Plusieurs hommages ont été rendus samedi par les autorités à Paris et Saint-Denis pour commémorer les attentats du 13 novembre 2015. L'atmosphère était hautement symbolique, au moment où le procès éprouve les victimes et façonne la mémoire collective de ces attaques.
Accompagné notamment de la maire de Paris Anne Hidalgo, le premier ministre Jean Castex a entamé la tournée d'hommages par un dépôt de gerbe suivi d'une minute de silence devant le Stade de France, avant de prendre la direction des terrasses de cafés et du Bataclan à Paris, où des commandos téléguidés par le groupe Etat islamique (EI) avaient tué 130 personnes et fait plus de 350 blessés en 2015, semant l'effroi dans le pays.
De son côté, la vice-présidente des Etats-Unis, Kamala Harris, qui achève samedi une visite de quatre jours en France, a déposé peu après midi un bouquet de fleurs blanches en face de la terrasse du bar Le Carillon. Elle a ensuite traversé la rue pour entrer brièvement dans l'établissement.
Cette série d'hommages s'achèvera en soirée avec la minute de silence qui doit être observée juste avant le coup d'envoi du match France-Kazakhstan (20h45) au Stade de France.
Le procès en même temps
Devant le Bataclan, les rescapés et les proches des victimes ont écouté avec émotion résonner sous la grisaille le nom de chacune des 90 personnes qui ont péri dans la salle de concert.
Après une cérémonie sans public en 2020 à cause de la pandémie, la commémoration paraît plus importante que jamais, en parallèle d'un procès historique qui ravive depuis septembre avec force détails le souvenir de l'attaque terroriste la plus meurtrière jamais commise en France.
«L'année dernière, on nous a interdit de venir et on l'a tous très mal vécu. Cette année, il y a un vrai besoin de se retrouver, renforcé par le procès», lâche un témoin devant Le Bataclan.
«On a créé de vrais liens grâce au procès», poursuit ce rescapé. «Lors des commémorations précédentes, on se croisait de loin sans trop oser se parler, il y avait une vraie timidité.

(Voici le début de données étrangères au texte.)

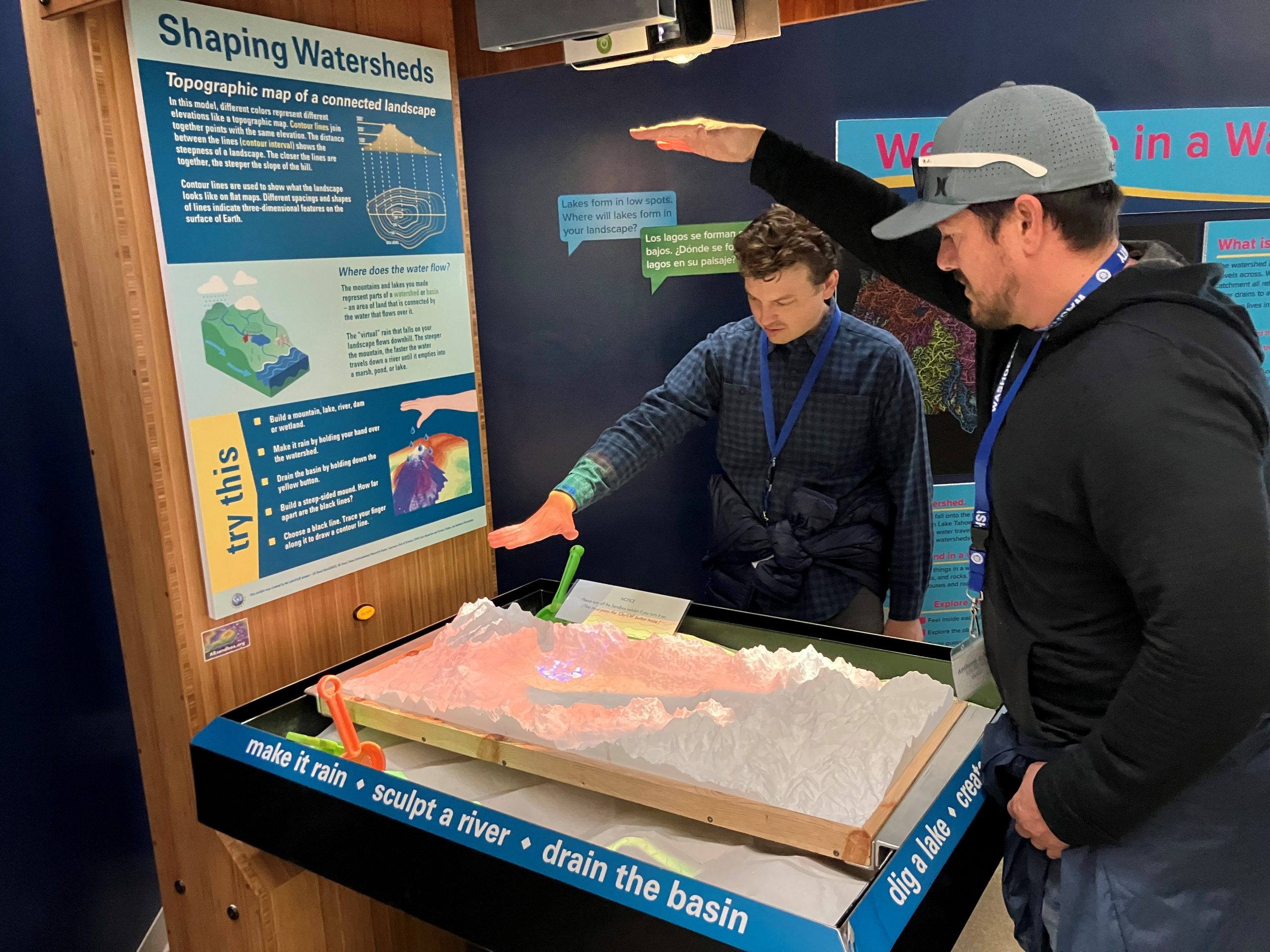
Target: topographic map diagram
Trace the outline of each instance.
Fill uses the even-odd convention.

Les passages à la barre ont tout bouleversé.»
Trouble de stress post-traumatique, culpabilité du survivant, décalage persistant avec le reste de la société... Pendant un mois, les témoignages des victimes et de leurs proches ont révélé les cicatrices indélébiles et l'ampleur des dégâts psychologiques de ces attentats sur des centaines de vies brisées.
Pour affronter le reste de l'audience, qui doit se poursuivre jusqu'à fin mai, «les gens sentent qu'il faut se serrer les coudes», résume Arthur Dénouveaux, le président de l'association de victimes Life for Paris.
«Marqueur»
Cette année, son association enregistre une cinquantaine de participants supplémentaires à la cérémonie qu'elle organise à la mairie du 11e arrondissement, après les différents hommages. L'autre organisation de victimes, 13onze15 Fraternité et vérité a elle aussi recensé plus d'inscrits qu'à l'habitude pour le déjeuner post cérémonie officielle.
Cette année, «la commémoration fait figure de marqueur du grand récit partagé qui se construit actuellement au procès», observe l'historien Denis Peschanski, co-responsable du «Programme 13-Novembre», un vaste projet de recherche qui étudie l'évolution de la mémoire des attentats sur dix ans.
L'audience et sa retranscription dans la presse «influencent la mémoire collective des Français» et a permis «de compléter le puzzle avec des morceaux qu'on ne connaissait pas encore», constate-t-il.
Six ans après ces attentats, la menace terroriste reste très élevée en France, mais prend désormais de nouvelles formes. Comme l'ont montré les assassinats d'une fonctionnaire de police en avril à Rambouillet (Yvelines), ou de l'enseignant Samuel Paty en octobre 2020, elle est désormais portée par des assaillants plus «autonomes» dont le lien avec les organisations terroristes s'est largement distendu.